De início, a displicência do governo em relação à população marginalizada da sociedade é uma das causas dos altos índices criminais. Nesse contexto, o sociólogo e jornalista Gilberto Dimenstein afirma em sua obra “Democracia em pedaços”, que embora o Brasil tenha um sólido aparato legislativo, mantém-se apenas no plano teórico. Dessa forma, verifica-se que o postulado de Dimenstein justifica-se na não garantia de direitos básicos ao cidadão, como direito à alimentação, moradia e trabalho, como é previsto pela Constituição de 1988. Isso ocorre devido ao pífio investimento voltado à população de baixa renda, e à falta de políticas públicas que garantam cestas básicas e emprego às famílias. Com isso, a população à mercê da sorte, busca saídas violentas e fora da lei como forma de garantir direitos básicos aos seus familiares, classificado como furto famélico, o qual vem aumentando no país desde o início da pandemia que colocou, de acordo com dados da USP, 55,7% da população no índice de insegurança alimentar. Destarte, fica nítido que a displicência governamental pulveriza os dizeres da Carta Magna.

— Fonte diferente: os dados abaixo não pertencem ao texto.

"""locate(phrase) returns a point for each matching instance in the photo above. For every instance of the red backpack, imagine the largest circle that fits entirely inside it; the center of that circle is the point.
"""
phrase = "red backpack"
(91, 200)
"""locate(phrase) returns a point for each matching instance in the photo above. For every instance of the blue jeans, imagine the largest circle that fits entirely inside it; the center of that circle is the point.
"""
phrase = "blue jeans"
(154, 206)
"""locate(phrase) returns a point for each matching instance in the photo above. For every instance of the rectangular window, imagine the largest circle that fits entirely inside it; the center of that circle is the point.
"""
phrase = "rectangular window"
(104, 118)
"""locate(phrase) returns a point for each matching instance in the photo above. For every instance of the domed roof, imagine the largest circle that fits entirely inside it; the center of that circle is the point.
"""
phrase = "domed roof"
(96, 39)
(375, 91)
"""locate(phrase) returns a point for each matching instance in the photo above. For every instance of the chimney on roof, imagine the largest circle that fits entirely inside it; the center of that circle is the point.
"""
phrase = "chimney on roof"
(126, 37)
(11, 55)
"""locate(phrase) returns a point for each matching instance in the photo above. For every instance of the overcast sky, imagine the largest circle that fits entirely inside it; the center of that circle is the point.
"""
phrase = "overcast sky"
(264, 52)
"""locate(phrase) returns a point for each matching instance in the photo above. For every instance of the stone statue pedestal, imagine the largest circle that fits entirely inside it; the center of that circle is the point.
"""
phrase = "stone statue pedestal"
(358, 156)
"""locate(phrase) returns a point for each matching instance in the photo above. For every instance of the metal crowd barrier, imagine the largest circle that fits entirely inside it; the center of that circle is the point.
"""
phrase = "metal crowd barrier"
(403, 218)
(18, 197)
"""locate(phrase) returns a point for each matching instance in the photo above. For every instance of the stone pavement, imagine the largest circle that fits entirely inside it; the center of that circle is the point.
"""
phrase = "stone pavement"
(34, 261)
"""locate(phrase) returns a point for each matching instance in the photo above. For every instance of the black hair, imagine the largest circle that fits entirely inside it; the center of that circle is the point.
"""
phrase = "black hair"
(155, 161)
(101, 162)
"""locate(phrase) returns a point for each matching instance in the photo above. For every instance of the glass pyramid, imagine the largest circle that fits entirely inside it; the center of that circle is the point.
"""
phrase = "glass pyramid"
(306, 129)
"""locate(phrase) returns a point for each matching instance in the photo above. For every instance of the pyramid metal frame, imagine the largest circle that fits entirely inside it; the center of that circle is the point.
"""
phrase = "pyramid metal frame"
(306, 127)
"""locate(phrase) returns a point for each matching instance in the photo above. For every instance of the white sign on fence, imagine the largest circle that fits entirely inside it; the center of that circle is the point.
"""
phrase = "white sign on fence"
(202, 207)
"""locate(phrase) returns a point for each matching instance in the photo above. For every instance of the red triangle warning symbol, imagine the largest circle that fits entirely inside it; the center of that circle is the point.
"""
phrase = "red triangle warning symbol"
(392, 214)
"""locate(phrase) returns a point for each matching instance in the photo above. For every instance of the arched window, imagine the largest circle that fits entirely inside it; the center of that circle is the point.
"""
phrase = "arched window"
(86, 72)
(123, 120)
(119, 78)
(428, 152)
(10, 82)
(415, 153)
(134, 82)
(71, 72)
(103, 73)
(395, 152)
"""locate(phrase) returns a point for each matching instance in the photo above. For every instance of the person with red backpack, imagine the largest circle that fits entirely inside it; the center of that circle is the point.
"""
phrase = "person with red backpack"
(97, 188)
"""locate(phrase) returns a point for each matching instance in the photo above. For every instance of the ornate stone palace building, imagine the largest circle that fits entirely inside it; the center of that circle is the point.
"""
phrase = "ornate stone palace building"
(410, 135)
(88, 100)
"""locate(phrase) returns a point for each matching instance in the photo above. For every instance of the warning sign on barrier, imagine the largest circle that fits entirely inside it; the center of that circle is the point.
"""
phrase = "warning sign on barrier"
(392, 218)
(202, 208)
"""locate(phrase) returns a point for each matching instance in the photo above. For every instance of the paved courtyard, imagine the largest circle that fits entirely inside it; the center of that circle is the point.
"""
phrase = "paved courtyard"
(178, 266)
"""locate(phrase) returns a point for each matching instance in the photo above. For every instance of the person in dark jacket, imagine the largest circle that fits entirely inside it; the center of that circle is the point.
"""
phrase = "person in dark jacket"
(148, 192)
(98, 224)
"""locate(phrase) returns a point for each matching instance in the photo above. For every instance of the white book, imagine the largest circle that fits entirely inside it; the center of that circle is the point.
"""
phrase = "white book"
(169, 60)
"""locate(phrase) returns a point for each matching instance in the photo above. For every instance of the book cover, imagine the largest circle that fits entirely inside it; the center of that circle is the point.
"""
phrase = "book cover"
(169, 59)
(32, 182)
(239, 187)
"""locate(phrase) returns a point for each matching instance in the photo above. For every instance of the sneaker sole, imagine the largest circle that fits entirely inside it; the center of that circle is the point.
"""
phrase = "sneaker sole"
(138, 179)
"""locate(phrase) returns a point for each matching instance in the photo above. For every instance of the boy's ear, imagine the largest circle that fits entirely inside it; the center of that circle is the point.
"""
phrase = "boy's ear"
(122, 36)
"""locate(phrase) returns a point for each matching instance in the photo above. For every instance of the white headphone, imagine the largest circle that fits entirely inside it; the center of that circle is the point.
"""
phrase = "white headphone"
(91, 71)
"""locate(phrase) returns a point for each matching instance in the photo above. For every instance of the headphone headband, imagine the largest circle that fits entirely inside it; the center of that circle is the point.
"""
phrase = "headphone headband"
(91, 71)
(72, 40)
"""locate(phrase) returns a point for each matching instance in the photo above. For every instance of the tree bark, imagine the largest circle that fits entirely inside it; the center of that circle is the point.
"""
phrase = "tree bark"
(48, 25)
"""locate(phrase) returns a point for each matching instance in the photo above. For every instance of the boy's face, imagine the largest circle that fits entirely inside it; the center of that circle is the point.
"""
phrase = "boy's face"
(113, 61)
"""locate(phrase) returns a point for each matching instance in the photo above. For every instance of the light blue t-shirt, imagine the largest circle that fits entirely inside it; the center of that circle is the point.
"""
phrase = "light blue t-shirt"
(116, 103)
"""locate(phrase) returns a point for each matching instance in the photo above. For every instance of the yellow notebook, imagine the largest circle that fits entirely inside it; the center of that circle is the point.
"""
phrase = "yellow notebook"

Ademais, a postura social também justifica-se como causa da problemática em questão. Nesse contexto, o filósofo e escritor francês Jean-Paul Sartre afirma que independente da maneira como a violência é manisfestada, é sempre uma derrota. Tal afirmativa é pautada no princípio de não agressão ou falas violentas sob nenhuma justificativa. Nesse contexto, ao afirmar que “o bandido bom é o bandido morto”, isso é uma ação violenta gerada por um preconceito intrínseco na sociedade. Com isso, a pessoa antes privada de liberdade, não consegue uma boa reinserção devido ao preconceito e julgamento sofrido pela população. Dessa forma, faz-se perceptível que a negligência social dificulta a reinserção.